10. Uit het voorgaande volgt dat het beroep van eiser niet slaagt.

Conclusie en gevolgen

11. Het beroep is ongegrond. Dat betekent dat eiser geen gelijk krijgt. Voor een vergoeding van de proceskosten of het door eiser betaalde griffierecht bestaat geen aanleiding.

Beslissing

De rechtbank verklaart het beroep ongegrond.
Deze uitspraak is gedaan door mr. M.G. Elfferich, rechter, in aanwezigheid van
mr. C.J. van 't Hoff, griffier. De uitspraak is uitgesproken in het openbaar op
25 juli 2024.
griffier
rechter
Een afschrift van deze uitspraak is verzonden aan partijen op:

Informatie over hoger beroep

Een partij die het niet eens is met deze uitspraak, kan een hogerberoepschrift sturen naar het gerechtshof Amsterdam waarin wordt uitgelegd waarom deze partij het niet eens is met deze uitspraak.
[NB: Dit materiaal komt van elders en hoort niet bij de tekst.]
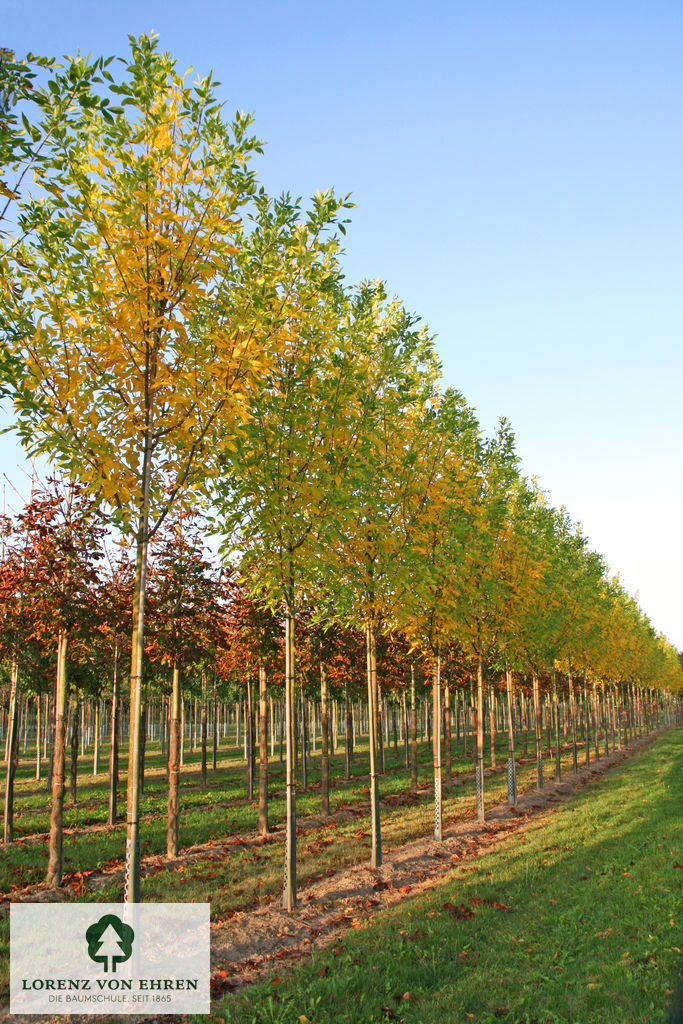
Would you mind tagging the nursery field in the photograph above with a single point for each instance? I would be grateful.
(592, 889)
(571, 921)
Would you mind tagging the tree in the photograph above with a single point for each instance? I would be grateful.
(147, 311)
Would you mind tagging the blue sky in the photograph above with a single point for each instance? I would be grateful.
(517, 171)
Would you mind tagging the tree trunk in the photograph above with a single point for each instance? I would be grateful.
(216, 724)
(407, 750)
(173, 816)
(53, 877)
(348, 726)
(143, 739)
(572, 717)
(262, 753)
(446, 730)
(114, 752)
(492, 723)
(436, 733)
(38, 736)
(132, 871)
(371, 652)
(95, 736)
(304, 741)
(289, 894)
(249, 735)
(539, 733)
(325, 744)
(414, 734)
(204, 727)
(478, 771)
(12, 750)
(73, 775)
(512, 776)
(556, 715)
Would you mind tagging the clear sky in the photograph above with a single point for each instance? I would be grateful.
(517, 169)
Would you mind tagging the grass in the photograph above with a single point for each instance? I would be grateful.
(220, 810)
(590, 937)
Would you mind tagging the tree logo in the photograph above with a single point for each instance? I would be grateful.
(110, 941)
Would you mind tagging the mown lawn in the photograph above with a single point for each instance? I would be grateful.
(584, 931)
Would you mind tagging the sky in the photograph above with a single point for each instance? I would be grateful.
(517, 174)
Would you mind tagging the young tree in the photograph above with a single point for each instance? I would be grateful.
(148, 310)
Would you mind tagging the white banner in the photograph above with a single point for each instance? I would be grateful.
(109, 958)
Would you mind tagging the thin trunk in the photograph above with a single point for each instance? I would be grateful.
(436, 705)
(512, 776)
(38, 736)
(478, 771)
(11, 750)
(539, 733)
(95, 749)
(348, 726)
(371, 651)
(53, 877)
(214, 752)
(414, 734)
(114, 751)
(407, 754)
(249, 736)
(204, 728)
(304, 740)
(325, 744)
(492, 723)
(173, 814)
(73, 775)
(446, 730)
(289, 893)
(132, 870)
(262, 753)
(556, 711)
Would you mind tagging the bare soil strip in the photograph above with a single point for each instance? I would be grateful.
(253, 943)
(249, 945)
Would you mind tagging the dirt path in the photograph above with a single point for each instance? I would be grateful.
(248, 945)
(252, 943)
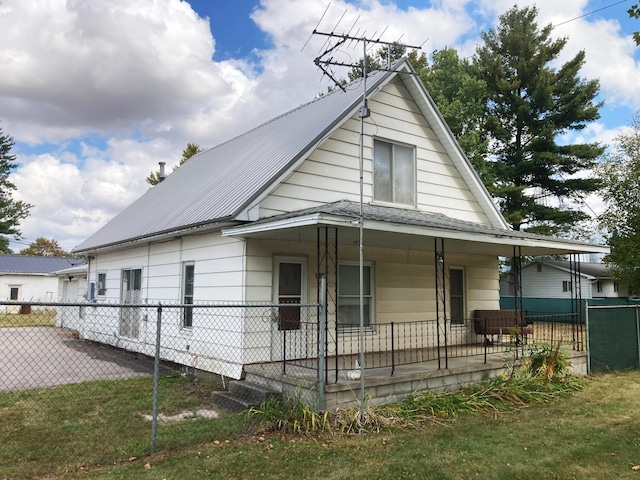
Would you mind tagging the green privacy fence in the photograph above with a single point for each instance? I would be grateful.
(613, 334)
(539, 306)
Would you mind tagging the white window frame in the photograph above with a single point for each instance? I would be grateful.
(187, 293)
(17, 289)
(101, 292)
(463, 295)
(284, 298)
(396, 176)
(369, 321)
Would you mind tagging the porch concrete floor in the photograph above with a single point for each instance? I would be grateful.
(297, 374)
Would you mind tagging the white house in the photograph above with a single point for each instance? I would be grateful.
(254, 219)
(549, 278)
(25, 278)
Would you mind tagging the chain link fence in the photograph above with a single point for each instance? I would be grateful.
(49, 346)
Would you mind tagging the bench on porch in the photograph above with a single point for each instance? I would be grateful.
(500, 322)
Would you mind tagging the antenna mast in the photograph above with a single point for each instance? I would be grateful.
(324, 61)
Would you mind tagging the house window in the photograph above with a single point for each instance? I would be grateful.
(290, 287)
(130, 296)
(14, 293)
(457, 300)
(188, 277)
(102, 283)
(394, 177)
(349, 296)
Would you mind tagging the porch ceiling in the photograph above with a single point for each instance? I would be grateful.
(394, 228)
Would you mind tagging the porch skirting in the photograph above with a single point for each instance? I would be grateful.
(383, 388)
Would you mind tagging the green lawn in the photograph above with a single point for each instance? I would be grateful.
(96, 431)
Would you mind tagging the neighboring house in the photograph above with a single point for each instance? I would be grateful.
(255, 218)
(548, 278)
(26, 278)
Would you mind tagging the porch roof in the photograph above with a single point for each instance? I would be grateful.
(399, 228)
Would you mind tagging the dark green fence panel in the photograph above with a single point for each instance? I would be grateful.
(534, 306)
(613, 338)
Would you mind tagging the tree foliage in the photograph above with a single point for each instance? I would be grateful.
(530, 104)
(190, 150)
(462, 100)
(620, 221)
(44, 247)
(12, 211)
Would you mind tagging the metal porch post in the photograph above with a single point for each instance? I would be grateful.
(441, 298)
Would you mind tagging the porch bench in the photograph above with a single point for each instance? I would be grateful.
(500, 322)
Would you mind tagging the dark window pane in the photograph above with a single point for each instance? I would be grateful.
(290, 281)
(289, 316)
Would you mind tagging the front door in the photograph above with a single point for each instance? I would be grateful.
(130, 295)
(289, 326)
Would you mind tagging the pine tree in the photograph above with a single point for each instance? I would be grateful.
(530, 105)
(11, 211)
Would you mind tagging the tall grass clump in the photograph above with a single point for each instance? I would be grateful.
(542, 377)
(290, 414)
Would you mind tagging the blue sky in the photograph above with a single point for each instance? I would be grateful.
(96, 93)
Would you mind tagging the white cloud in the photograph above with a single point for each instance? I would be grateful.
(139, 76)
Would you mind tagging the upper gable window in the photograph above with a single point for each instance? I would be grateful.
(394, 173)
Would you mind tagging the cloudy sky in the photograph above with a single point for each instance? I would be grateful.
(97, 92)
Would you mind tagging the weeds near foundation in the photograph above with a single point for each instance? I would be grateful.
(291, 415)
(530, 384)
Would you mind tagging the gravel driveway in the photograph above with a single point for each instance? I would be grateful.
(32, 357)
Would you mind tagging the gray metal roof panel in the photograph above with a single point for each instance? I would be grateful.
(596, 270)
(35, 265)
(410, 217)
(218, 183)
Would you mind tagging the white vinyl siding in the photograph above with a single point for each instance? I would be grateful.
(331, 173)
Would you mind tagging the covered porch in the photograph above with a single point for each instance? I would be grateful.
(439, 347)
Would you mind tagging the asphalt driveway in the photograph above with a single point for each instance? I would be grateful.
(32, 357)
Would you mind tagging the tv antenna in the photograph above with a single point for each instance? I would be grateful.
(325, 61)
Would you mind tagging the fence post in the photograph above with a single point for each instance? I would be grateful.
(322, 326)
(156, 377)
(637, 336)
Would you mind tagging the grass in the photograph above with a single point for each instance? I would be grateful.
(96, 431)
(44, 318)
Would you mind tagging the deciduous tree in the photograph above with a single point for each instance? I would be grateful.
(190, 150)
(620, 173)
(44, 247)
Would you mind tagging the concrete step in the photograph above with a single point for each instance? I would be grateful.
(242, 395)
(251, 391)
(231, 402)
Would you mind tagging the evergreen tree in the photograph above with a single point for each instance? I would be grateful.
(11, 211)
(530, 105)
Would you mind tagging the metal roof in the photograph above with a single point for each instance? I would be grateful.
(218, 183)
(587, 269)
(26, 264)
(377, 217)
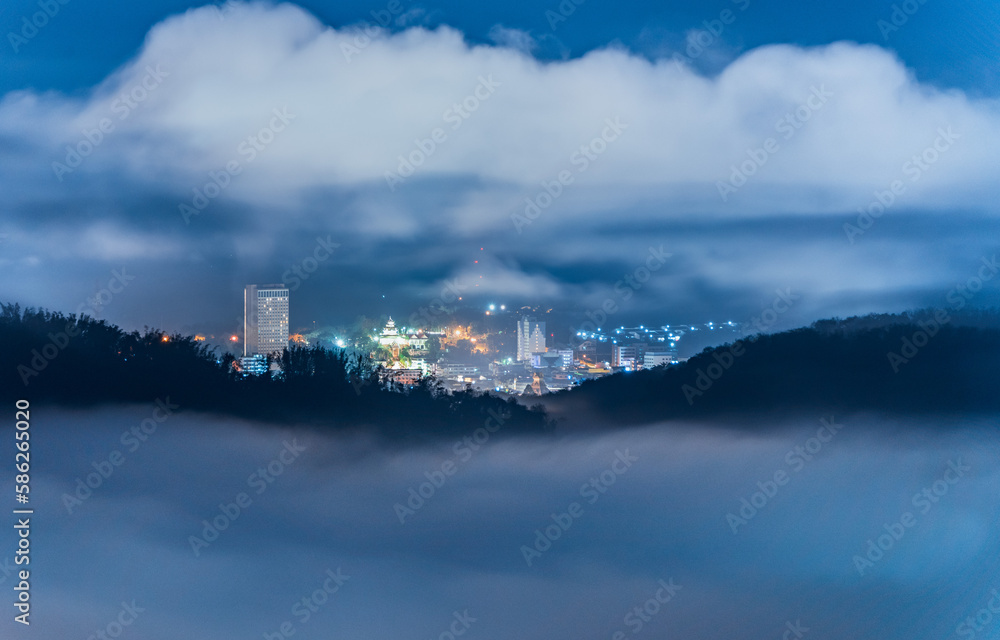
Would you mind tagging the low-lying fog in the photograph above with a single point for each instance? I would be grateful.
(643, 533)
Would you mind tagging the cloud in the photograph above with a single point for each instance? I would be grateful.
(228, 141)
(664, 517)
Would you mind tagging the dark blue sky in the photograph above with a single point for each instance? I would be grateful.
(672, 155)
(949, 44)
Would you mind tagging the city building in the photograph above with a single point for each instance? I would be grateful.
(265, 319)
(628, 356)
(530, 338)
(408, 350)
(656, 358)
(255, 365)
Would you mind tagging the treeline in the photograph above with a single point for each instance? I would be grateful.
(78, 361)
(920, 363)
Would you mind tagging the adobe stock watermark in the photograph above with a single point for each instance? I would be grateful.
(38, 21)
(261, 480)
(309, 605)
(924, 501)
(982, 619)
(624, 289)
(131, 439)
(724, 359)
(787, 126)
(122, 106)
(248, 149)
(581, 160)
(455, 115)
(700, 40)
(901, 14)
(365, 32)
(592, 491)
(301, 271)
(463, 451)
(958, 297)
(40, 358)
(913, 169)
(642, 614)
(795, 461)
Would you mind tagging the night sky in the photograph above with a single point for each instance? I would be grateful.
(188, 151)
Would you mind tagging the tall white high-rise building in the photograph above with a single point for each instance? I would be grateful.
(530, 338)
(265, 319)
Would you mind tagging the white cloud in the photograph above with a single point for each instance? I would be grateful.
(354, 118)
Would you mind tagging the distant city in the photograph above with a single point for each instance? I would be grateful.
(505, 350)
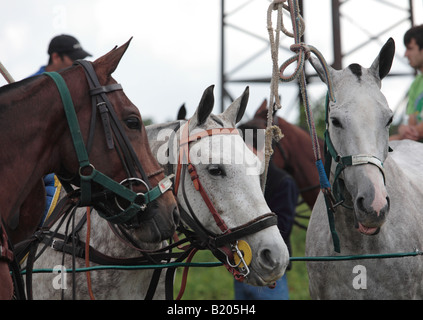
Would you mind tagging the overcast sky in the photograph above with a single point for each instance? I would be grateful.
(175, 52)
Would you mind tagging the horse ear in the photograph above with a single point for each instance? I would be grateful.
(382, 64)
(205, 106)
(237, 108)
(182, 113)
(108, 63)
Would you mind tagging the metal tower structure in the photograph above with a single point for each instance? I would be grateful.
(345, 18)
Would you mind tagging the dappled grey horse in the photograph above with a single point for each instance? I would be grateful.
(232, 188)
(383, 200)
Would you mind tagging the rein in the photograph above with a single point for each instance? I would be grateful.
(88, 174)
(232, 257)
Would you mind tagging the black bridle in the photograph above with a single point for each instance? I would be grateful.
(114, 134)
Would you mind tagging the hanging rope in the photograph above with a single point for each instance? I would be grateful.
(302, 53)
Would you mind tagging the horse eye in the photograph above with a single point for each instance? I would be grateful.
(216, 170)
(133, 123)
(336, 123)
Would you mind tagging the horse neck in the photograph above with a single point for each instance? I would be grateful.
(30, 114)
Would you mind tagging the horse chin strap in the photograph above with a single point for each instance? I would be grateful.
(235, 254)
(88, 174)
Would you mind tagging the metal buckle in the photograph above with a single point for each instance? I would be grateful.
(242, 264)
(143, 206)
(165, 184)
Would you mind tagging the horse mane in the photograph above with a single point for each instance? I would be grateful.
(17, 85)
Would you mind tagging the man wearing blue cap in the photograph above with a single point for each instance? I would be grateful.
(63, 50)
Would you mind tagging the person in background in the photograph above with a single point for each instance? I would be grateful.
(413, 130)
(63, 50)
(281, 194)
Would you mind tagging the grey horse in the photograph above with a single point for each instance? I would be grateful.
(382, 209)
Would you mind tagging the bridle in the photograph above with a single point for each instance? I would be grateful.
(235, 254)
(336, 197)
(88, 174)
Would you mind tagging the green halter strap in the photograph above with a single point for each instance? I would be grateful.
(137, 201)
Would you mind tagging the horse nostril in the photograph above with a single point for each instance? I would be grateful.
(176, 217)
(360, 204)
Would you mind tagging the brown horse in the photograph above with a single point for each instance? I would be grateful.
(36, 140)
(292, 153)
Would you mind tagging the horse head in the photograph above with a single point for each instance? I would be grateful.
(357, 137)
(117, 146)
(221, 189)
(292, 153)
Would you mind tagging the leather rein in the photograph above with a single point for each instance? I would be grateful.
(113, 130)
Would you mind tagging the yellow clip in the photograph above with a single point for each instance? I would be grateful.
(246, 252)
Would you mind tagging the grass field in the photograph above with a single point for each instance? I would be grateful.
(216, 283)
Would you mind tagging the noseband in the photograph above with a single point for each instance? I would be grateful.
(87, 173)
(233, 257)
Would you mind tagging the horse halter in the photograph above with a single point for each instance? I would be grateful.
(336, 198)
(344, 161)
(87, 173)
(237, 256)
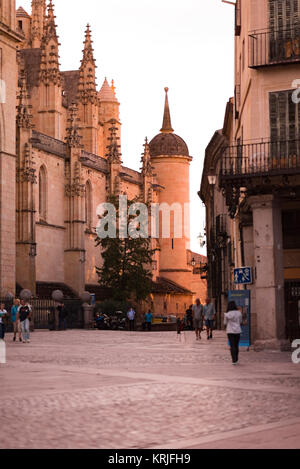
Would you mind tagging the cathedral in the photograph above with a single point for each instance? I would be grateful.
(60, 157)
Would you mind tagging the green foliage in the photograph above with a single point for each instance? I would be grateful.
(109, 307)
(127, 262)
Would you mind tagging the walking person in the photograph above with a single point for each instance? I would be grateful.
(144, 322)
(179, 328)
(131, 316)
(198, 318)
(24, 316)
(149, 317)
(3, 313)
(189, 317)
(62, 317)
(233, 319)
(209, 313)
(15, 321)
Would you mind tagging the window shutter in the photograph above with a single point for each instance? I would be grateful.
(274, 117)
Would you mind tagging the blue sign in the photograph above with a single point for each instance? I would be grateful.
(242, 299)
(243, 276)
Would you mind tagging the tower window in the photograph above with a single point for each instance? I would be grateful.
(42, 194)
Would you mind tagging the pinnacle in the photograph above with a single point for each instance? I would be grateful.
(107, 92)
(167, 126)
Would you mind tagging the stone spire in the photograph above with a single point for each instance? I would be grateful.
(24, 116)
(167, 126)
(107, 92)
(49, 24)
(73, 138)
(87, 82)
(38, 15)
(147, 169)
(113, 155)
(49, 73)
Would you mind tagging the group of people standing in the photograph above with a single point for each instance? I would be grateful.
(20, 316)
(199, 314)
(203, 315)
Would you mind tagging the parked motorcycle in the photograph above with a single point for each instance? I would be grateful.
(102, 322)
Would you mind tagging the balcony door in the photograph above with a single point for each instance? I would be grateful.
(284, 126)
(284, 25)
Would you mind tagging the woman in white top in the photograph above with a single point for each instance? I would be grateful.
(233, 320)
(3, 313)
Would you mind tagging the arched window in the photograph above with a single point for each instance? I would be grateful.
(88, 205)
(42, 194)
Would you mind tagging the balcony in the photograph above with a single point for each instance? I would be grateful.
(269, 48)
(260, 168)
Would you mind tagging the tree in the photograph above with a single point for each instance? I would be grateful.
(127, 261)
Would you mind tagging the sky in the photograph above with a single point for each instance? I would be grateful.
(146, 45)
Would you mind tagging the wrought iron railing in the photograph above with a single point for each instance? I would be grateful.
(261, 158)
(274, 47)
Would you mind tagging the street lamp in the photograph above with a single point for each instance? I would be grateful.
(212, 177)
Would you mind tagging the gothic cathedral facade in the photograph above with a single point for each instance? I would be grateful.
(60, 158)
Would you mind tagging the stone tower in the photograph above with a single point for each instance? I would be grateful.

Het hogerberoepschrift moet worden ingediend binnen zes weken na de dag waarop deze uitspraak is verzonden.
Digitaal beroep instellen kan via “Formulieren en inloggen” op www.rechtspraak.nl. Hoger beroep instellen kan eventueel ook nog steeds door verzending van een brief aan het gerechtshof Amsterdam (belastingkamer), Postbus 1312, 1000 BH Amsterdam.
Kan de indiener de behandeling van het hoger beroep niet afwachten, omdat de zaak spoed heeft, dan kan de indiener de voorzieningenrechter van het gerechtshof Amsterdam vragen om een voorlopige voorziening (een tijdelijke maatregel) te treffen.

Voetnoten

1.Zie artikel 18, eerste en tweede lid, van de Wet Waardering onroerende zaken (Wet WOZ).
2.Zie bijvoorbeeld de uitspraak van het gerechtshof Amsterdam van 2 oktober 2014, ECLI:NL:GHAMS:2014:4570.
3.Zie de wetsgeschiedenis van artikel 17, tweede lid, van de Wet WOZ.
4.Zie de uitspraak van het gerechtshof Amsterdam van 7 februari 2023, ECLI:NL:GHAMS:2023:391.